BGB §§ 564b, 565, 556

 

Tatbestand

I.

Die Beklagten, die unstreitig ab 1963 zunächst aufgrund eines mündlichen, ab 5.10.1967 eines schriftlichen Mietvertrages im Hause des Klägers und jetzigen Eigentümers eine Wohnung innehatten, sind zu einem späteren Zeitpunkt vom 2. in das 1. Obergeschoß umgezogen. Der Kläger hat durch seinen Bevollmächtigten P. S. das Mietverhältnis mit Schreiben vom 17.2.1975 zum 30.6.1975 kündigen lassen (Bl 19). Die Beklagten rügten durch Schreiben vom 24.2.1975, daß der Kündigung eine Kündigungsvollmacht nicht beigelegen habe (Bl 20). Durch Schreiben des Hauseigentümer-Vereins, Grundeigentümer-Vereins und Wohnungseigentümer-Vereins vom 7.4.1975 wiederholte der Kläger unter Bezugnahme auf die den Beklagten mittlerweile bekannten Vollmachtsurkunden die Kündigung zum nächstzulässigen gesetzlichen Termin (Bl 67).

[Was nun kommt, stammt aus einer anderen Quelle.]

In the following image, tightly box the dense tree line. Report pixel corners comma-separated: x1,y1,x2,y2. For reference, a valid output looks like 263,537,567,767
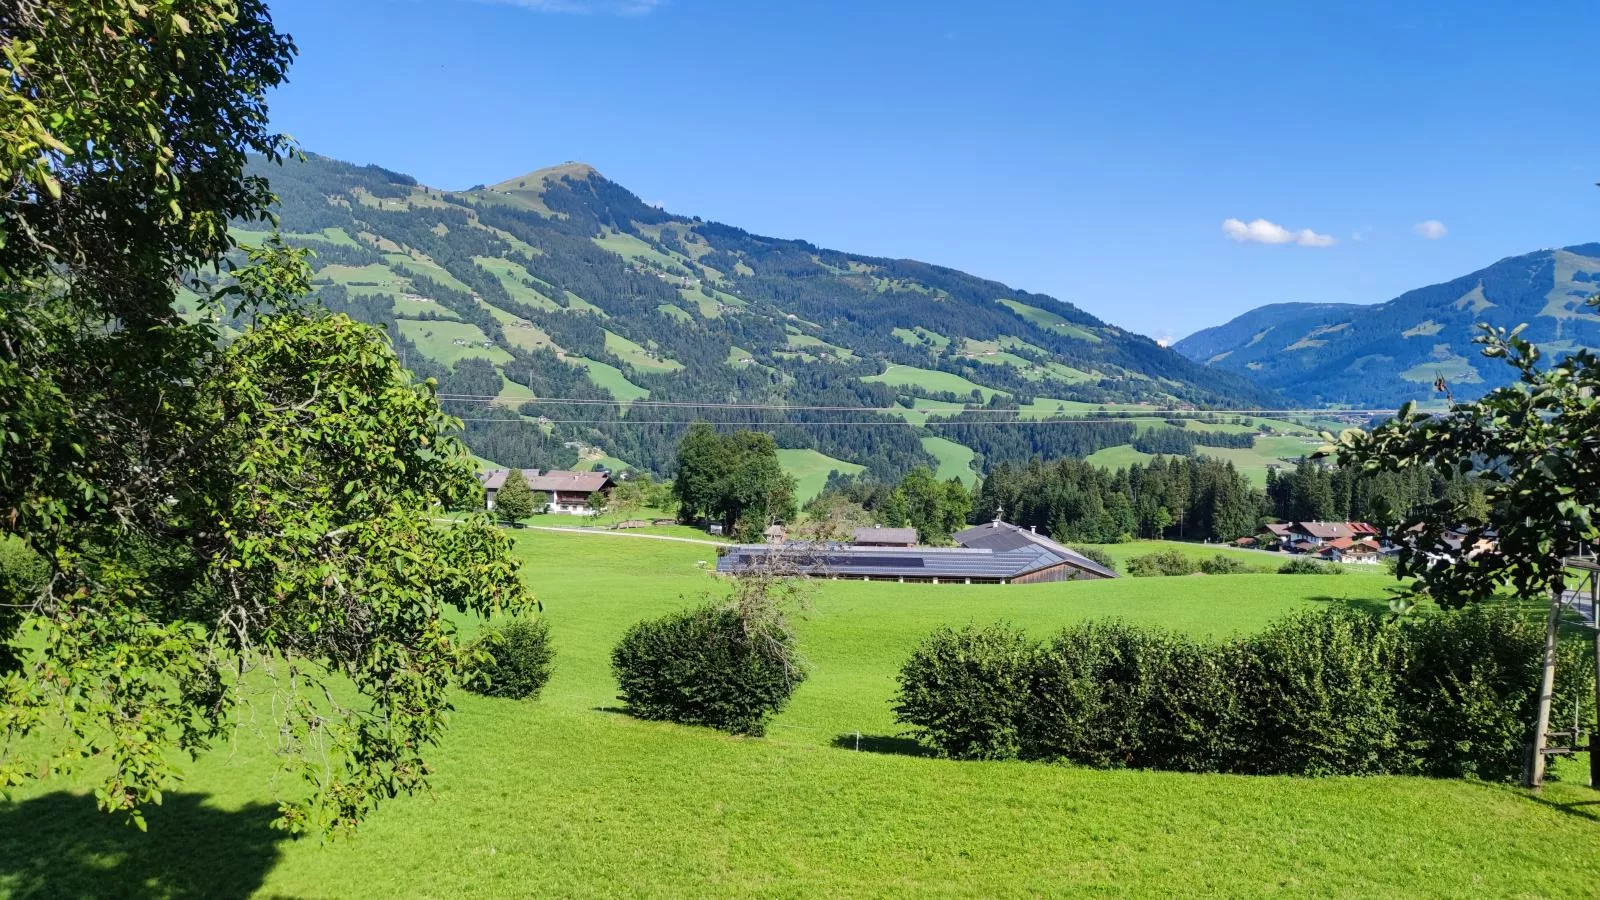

Da die Beklagten nicht bereit waren, zum 30.6.1975 auszuziehen, erhob der Kläger am 16.6.1975 Räumungsklage, die die Parteien nach erfolgter Räumung im Termin vom 17.9.1975 unter Stellung wechselseitiger Kostenanträge übereinstimmend für erledigt erklärten (Bl 49).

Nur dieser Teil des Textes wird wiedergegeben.